How to find a word in large word list (vocabulary)

2020-05-27 05:55发布

问题:

Problem

[Here follows a description of what the app should do under which constrains]

I want a data-structure that searches if a string exists in a 250,000 word-list, while using only a fair amount of ram and keeping the time it takes to load this data-structure into ram small (let's say 0-8 seconds). The time it takes to find a word should also be quick (let's say 0 to 0.5 second), but ram usage is more important. It should also be possible to create multiple games (more on what this game is about at the title "use") without needing significant more memory.

It would also be highly valuable to know which words start with a string, but not enough so to sacrifice load-time by many seconds.


Use

It is for an Android offline game. Limited ram is available. The maximum amount of ram an Application can use according to this post is between 16-32mb ram depending on the device. My empty Android Application already uses about 17mb (using Memory Monitor in Android Studio). My android device caps the ram usage off at 26mb, leaving me at about 8mb of free space for my whole Activity.


Options I tried

They all seem doomed in different ways.

  1. Hashmap - Read all words into a hash-map object.

    1.1 initialize speed: slow to read each word into the Hash-map with 23 seconds.

    1.2 ram usage: uses significant amount of ram, although I forgot how much exactly.

    1.3 search speed: Finding if a word existed in the list was quick of course.

    1.4 narrowing down on possible words (optional): slow, needs to go through the whole hash-map and delete them one by one. Also because it's using deletion, multiple games won't be able to be played using the same instance of the hash-map. Too much memory would be taken when adding more games, making narrowing down on the possible words therefor impossible.

  2. Trie - Implement a RadixTree & You can see my implementation here.

    2.1 initialize speed: slow to read each word into the RadixTree with 47 seconds.

    2.2 ram usage: uses significant amount of ram, so much that Android is suspending threads a couple of times.

    2.3 search speed: Finding if a word existed in the list was quick.

    2.4 narrowing down on possible words (optional): Ultra fast since only a reference to a node in the tree is needed to then find all possible words as its children. You can play a lot of games with narrowing down the possible words since an extra game requires only a reference to a node in the tree!

  3. Scanner - Go through the word-file sequentially

    3.1 initialize speed: none.

    3.2 ram usage: none.

    3.3 search speed: about 20 seconds.

    3.4 narrowing down on possible words (optional): can't be done realistically.

simple code:

String word;
String wordToFind = "example";
boolean foundWord = false;

while (wordFile.hasNextLine()) {
    word = wordFile.nextLine();
    if(word.equals(wordToFind)) {
        foundWord = true;
        break;
    }
}

test.close();

Options I thought of:

  1. Long-binary-search-tree: Converting the word-list to a list of longs then reading these in and doing a binary search on them.

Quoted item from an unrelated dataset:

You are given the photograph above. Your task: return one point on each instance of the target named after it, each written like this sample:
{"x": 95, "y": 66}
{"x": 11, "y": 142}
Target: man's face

    1.1 initialize speed: probably the same as a hash-map or little less with about 20 seconds. However I hope calling Array.sort() does not take too much time, no idea as of yet.

    1.2 ram usage: if you only account 12 letter words or lower with a 26 letter alphabet you need 5 bits (2^5= 32) to encode a string. An array of longs would need then 250,000*8 bits = around 2mb. Which is not too much.

    1.3 search speed: Arrays.binarySearch()

    1.4 narrowing down on possible words (optional): Narrowing down on possible words could be possible but I am not sure how. According to a comment on this post.

  2. Hashmap with storage - Creating a hashfunction that maps a word to an index number of the word-list file. Then accessing the file at this specific location and look from here to find if a word exists. You can make use of the ordering of the alphabet to determine if you can still find the word since the word-list is in natural order.

    2.1 initialize speed: not needed (since I need to put every word at the right index beforehand.)

    2.2 ram usage: none.

    2.3 search speed: fast.

    2.4 narrowing down on possible words (optional): not possible.


Specific questions I have

  1. Are the options I have thought of in the "Options I have thought of" section viable options or are there things I missed yet which would make them not possible to implement?
  2. Are there options I have not thought of which are better/equal in performance?

End remarks

I have been stuck at this for about a week now. So any new ideas are more than welcome. If any of my assumption above are incorrect I would also be pleased to hear about them.

I made this post this way so others could learn from them as well, either by seeing my mistakes or seeing what does work in the answers.

回答1:

This sounds like an ideal use for a bloom filter. If you're willing to allow the risk of something being falsely considered a word, you can condense your wordlist into an amount of memory as small or as large as you're willing to make it.



回答2:

I had this same issue and ended up going with an "on-disk" trie. That is, I encode the data structure into a single file using byte offsets instead of pointers (packing the nodes in reverse order, with the "root" node being the last written).

It is fast to load by simply reading the file into a byte array, with trie traversal using offset values the same way it would pointers.

My 200K word set fits in 1.7 MB (uncompressed) with a 4 byte value in each word terminating node.